Inflammation and NO(x)-induced nitration: Assay for 3-nitrotyrosine by HPLC with electrochemical detection

The identification of (15)N-labeled 3-nitrotyrosine (NTyr) by gas chromatography/mass spectroscopy in protein hydrolyzates from activated RAW 264.7 macrophages incubated with (15)N-l-arginine confirms that nitric oxide synthase (NOS) is involved in the nitration of protein-bound tyrosine (Tyr). An assay is presented for NTyr that employs HPLC with tandem electrochemical and UV detection. The assay involves enzymatic hydrolysis of protein, acetylation, solvent extraction, O-deacetylation, and dithionite reduction to produce an analyte containing N-acetyl-3-aminotyrosine, an electrochemically active derivative of NTyr. We estimate the level of protein-bound NTyr in normal rat plasma to be ≈0–1 residues per 10(6) Tyr with a detection limit of 0.5 per 10(7) Tyr when ≥100 nmol of Tyr is analyzed and when precautions are taken to limit nitration artifacts.

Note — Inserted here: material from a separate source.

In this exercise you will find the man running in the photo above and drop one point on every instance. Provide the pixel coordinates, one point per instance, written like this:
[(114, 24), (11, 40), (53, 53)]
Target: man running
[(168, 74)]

Zymosan-treated RAW 264.7 cells were shown to have an ≈6-fold higher level of protein-bound NTyr compared with control cells and cells treated with N(G)-monomethyl-l-arginine, an inhibitor of NOS. Intraperitoneal injection of F344 rats with zymosan led to a marked elevation in protein-bound NTyr to ≈13 residues per 10(6) Tyr, an ≈40-fold elevation compared with plasma protein of untreated rats; cotreatment with N(G)-monomethyl-l-arginine inhibited the formation of NTyr in plasma protein from blood and peritoneal exudate by 69% and 53%, respectively. This assay offers a highly sensitive and quantitative approach for investigating the role of reactive byproducts of nitric oxide in the many pathological conditions and disease states associated with NO(x) exposure such as inflammation and smoking.